Bots. Ivermectin and moxidectin are the only available products effective against bots. In a purge deworming program, you can kill two birds with one stone by using one of these products on your regular late-fall and spring treatment dates. Time of year is critical, because fall’s’ first frost kills bot flies, giving you a leg up on reducing their population-especially if you follow up in the spring. Here’s what to do: After first frost, remove/kill any remaining bot eggs or larvae on your horse’s legs with a bot block or knife. Then use a purge dewormer to get rid of adult bots in his system. In spring, remove/kill any external eggs or larvae you may’ve missed in the fall, and deworm him again to zap any adult bots in his stomach before they lay eggs. Then you’ll start bot season (spring through early fall) with a clean slate.
If your horse is on a daily program, give him a dose of ivermectin or moxidectin in early spring and again in late fall, in addition to the daily dewormer.
Tapeworms. Some investigators believe daily deworming effectively controls tapeworms, but the evidence is conflicting. As an extra measure, you have three options:
1) give pyrantel pamoate (Strongid P or T), at twice the usual dose, 2 days in a row;
2) give pyrantel tartrate (daily dewormer), at 10 times the usual daily dose, 2 days in a row; or
3) use of the canine tapeworm medication prazi-quantel (Droncit), which your vet can prescribe for oral use in your horse (about $45 a dose).
You can use options one or two to replace your horse’s regular deworming treatments in spring and fall. Give Droncit in addition to the regular deworming treatment, but on a different day, to avoid possible drug interactions.

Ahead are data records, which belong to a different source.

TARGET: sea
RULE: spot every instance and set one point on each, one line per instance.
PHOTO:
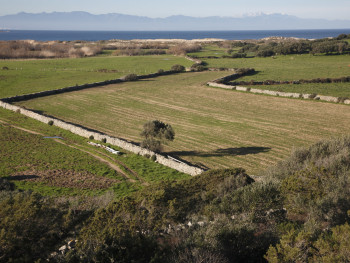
(49, 35)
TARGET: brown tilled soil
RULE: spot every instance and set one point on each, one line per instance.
(68, 179)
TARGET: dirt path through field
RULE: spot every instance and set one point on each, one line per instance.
(103, 160)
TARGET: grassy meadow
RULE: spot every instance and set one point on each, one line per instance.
(34, 75)
(69, 166)
(214, 128)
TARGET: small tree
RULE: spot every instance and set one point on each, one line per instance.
(155, 132)
(177, 68)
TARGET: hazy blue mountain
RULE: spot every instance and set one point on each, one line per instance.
(86, 21)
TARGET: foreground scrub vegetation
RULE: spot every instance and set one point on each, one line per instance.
(299, 211)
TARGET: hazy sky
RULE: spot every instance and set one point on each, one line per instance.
(329, 9)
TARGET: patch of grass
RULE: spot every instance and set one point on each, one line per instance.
(149, 170)
(22, 151)
(214, 127)
(28, 76)
(294, 67)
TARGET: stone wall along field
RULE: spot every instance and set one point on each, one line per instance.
(172, 163)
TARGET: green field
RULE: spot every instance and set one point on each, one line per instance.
(210, 50)
(214, 127)
(294, 67)
(69, 166)
(28, 76)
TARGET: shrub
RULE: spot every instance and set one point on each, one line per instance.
(131, 77)
(32, 226)
(177, 68)
(266, 53)
(312, 96)
(342, 99)
(152, 145)
(198, 67)
(6, 185)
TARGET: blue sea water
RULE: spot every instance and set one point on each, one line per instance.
(47, 35)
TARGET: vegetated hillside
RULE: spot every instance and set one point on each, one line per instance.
(214, 127)
(276, 59)
(299, 211)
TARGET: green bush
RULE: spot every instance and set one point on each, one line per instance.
(131, 77)
(31, 227)
(177, 68)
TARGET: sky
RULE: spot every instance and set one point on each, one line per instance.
(326, 9)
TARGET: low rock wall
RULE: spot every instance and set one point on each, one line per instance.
(277, 93)
(129, 146)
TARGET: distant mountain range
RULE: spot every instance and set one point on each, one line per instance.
(86, 21)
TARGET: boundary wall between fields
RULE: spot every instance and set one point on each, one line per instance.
(222, 83)
(81, 87)
(84, 132)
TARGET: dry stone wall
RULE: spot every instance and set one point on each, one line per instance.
(129, 146)
(80, 87)
(220, 84)
(172, 163)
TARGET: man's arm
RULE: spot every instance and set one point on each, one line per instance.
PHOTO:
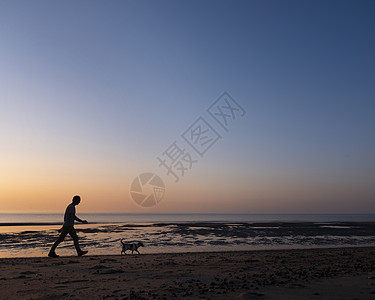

Encysted cyathostomes. Prevent encysted cyathostomes by putting your horse on a daily deworming program, or kill them by:
1) using moxidectin as a spring and/or fall treatment in your purge deworming program; or
2) replacing a regular spring and/or fall purge treatment with fenbendazole at twice the usual dose, for five days in a row.
For purge programs, timing is key. If you treat too early, targeted worms will be too immature to be affected by the dewormer. If you treat too late, adult worms will have the opportunity to produce eggs, infesting your horse’s environment and raising his (and other horses’) risk of exposure.